Model
Sansui. LE-85TE1
Rank #160 means 159 of the 172 television models we track cost less to run each year; the 13th efficiency percentile means it uses less energy for its size than 13% of those models.
What does the Sansui. LE-85TE1 cost to run per year?
Rank #160 of 172 puts the Sansui. LE-85TE1 among the pricier television models we track to keep running, at roughly $64 a year. Efficiency-wise, once size is accounted for, it lags most of the class, ahead of only 13% of the models we track. Its on-mode draw of 188.8 W is the number ENERGY STAR measures directly and the one this running-cost figure is built from.

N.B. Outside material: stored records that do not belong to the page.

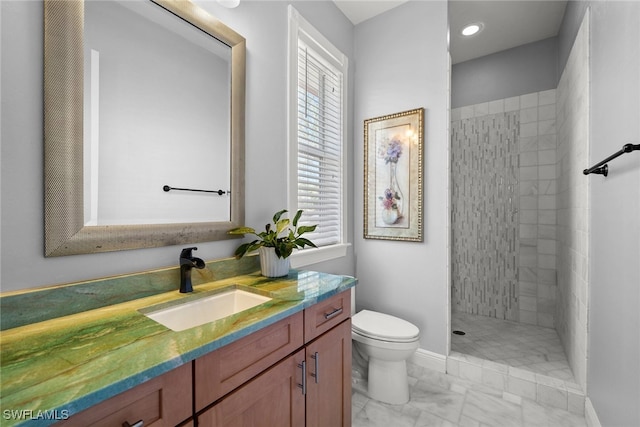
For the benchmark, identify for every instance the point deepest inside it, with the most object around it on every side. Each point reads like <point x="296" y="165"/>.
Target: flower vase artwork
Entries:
<point x="392" y="199"/>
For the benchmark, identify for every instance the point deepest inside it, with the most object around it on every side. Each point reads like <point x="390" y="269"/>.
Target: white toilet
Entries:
<point x="384" y="343"/>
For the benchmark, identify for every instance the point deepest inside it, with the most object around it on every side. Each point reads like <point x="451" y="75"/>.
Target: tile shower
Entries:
<point x="504" y="208"/>
<point x="520" y="216"/>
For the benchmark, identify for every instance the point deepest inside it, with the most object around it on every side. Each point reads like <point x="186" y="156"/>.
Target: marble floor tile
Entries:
<point x="529" y="347"/>
<point x="441" y="400"/>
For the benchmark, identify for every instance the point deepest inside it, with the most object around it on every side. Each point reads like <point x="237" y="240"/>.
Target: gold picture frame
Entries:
<point x="393" y="147"/>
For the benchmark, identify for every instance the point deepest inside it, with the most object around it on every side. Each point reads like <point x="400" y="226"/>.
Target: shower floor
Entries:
<point x="520" y="345"/>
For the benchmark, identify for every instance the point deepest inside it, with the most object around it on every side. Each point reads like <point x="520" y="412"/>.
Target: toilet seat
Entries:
<point x="380" y="326"/>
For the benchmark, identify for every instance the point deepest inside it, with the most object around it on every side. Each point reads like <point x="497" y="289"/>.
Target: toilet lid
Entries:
<point x="383" y="326"/>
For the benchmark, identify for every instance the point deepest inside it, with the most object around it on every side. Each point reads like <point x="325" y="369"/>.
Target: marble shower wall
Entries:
<point x="504" y="208"/>
<point x="573" y="204"/>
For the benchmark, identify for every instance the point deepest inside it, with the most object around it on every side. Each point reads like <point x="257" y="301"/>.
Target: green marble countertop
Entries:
<point x="64" y="365"/>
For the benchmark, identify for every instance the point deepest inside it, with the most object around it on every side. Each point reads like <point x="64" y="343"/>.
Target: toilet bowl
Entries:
<point x="384" y="343"/>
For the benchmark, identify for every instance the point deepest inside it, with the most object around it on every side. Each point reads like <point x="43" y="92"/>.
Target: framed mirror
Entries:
<point x="72" y="86"/>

Immediately around it on the leaderboard, the Samsung QN85QN90FAF at $64/yr runs a little cheaper and the Lg OLED77G5*** at $65/yr runs a little more, a sense of how tightly models are packed at this point in the ranking. A television typically stays in service for somewhere around 7 years; over that span, the Sansui. LE-85TE1's $64/yr adds up to roughly $448 in electricity alone, before purchase price or repairs.
By the numbers
The Sansui. LE-85TE1 normalized against its whole class, so each figure means something.

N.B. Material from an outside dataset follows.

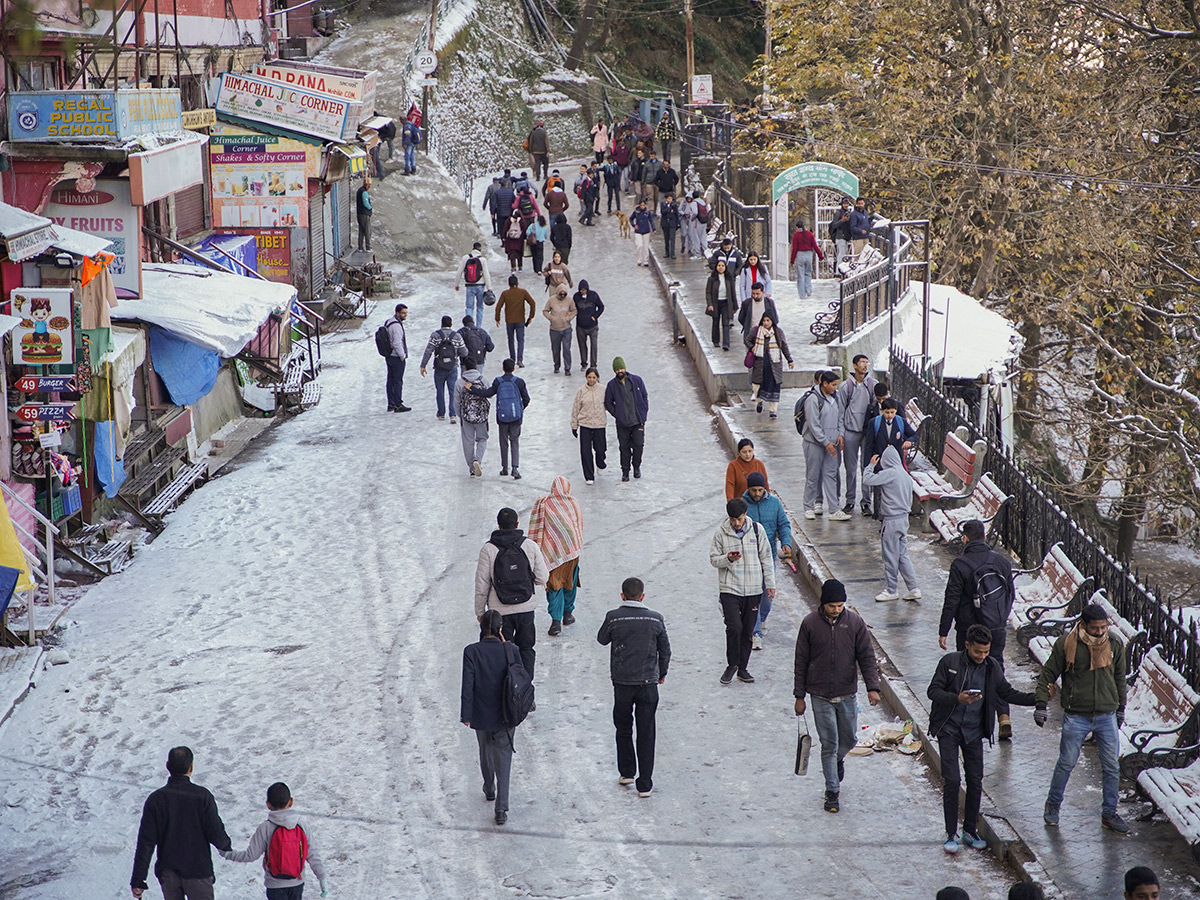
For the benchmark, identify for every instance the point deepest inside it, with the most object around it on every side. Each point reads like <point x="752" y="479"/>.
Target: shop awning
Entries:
<point x="213" y="310"/>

What it costs you over time
Running cost is an every-year number, so it compounds. At $64/yr, here is what the Sansui. LE-85TE1 adds up to before purchase price, water, or repairs enter the math.
Left running for a decade at today's US average rate, the Sansui. LE-85TE1 costs about $640. That is roughly $290 more than the class median, which would run closer to $350 over the same ten years.
How the Sansui. LE-85TE1 compares
The television class we track runs from $3 to $117 a year. At $64/yr, it runs about $29 a year above the class median of $35, and it is about $61 a year more than the cheapest television to run at $3.
What drives its running cost
At 84.6 in, the Sansui. LE-85TE1 is a large television for its class, which spans 13.23 to 114.4 in with a median of 55 in, size is usually the single biggest lever behind a running-cost figure, and at this end of the range there is more capacity to service, which tends to push the number up. 188.8 W is the on-mode draw behind this figure (the class spans 9.3 to 343.5 W); two otherwise similar TVs can differ here mostly on picture-mode defaults rather than panel technology.
- On-mode brightness. On-mode watts, the figure ENERGY STAR measures at the factory picture setting, can differ a lot from what a TV actually draws once you change the picture mode.
- Screen size. Screen size is the single strongest predictor of a TV's on-mode wattage, ahead of panel technology or brand.
- Hours of use. Running cost compounds with hours of use, so this figure is really a per-hour rate multiplied by a standard viewing assumption, not a fixed annual bill.
Common questions
Is the Sansui. LE-85TE1 cheap to run?
Its $64/yr running cost, rank #160 of 172, is above what most television models we track cost to run, so this is not one of the cheaper picks on electricity alone.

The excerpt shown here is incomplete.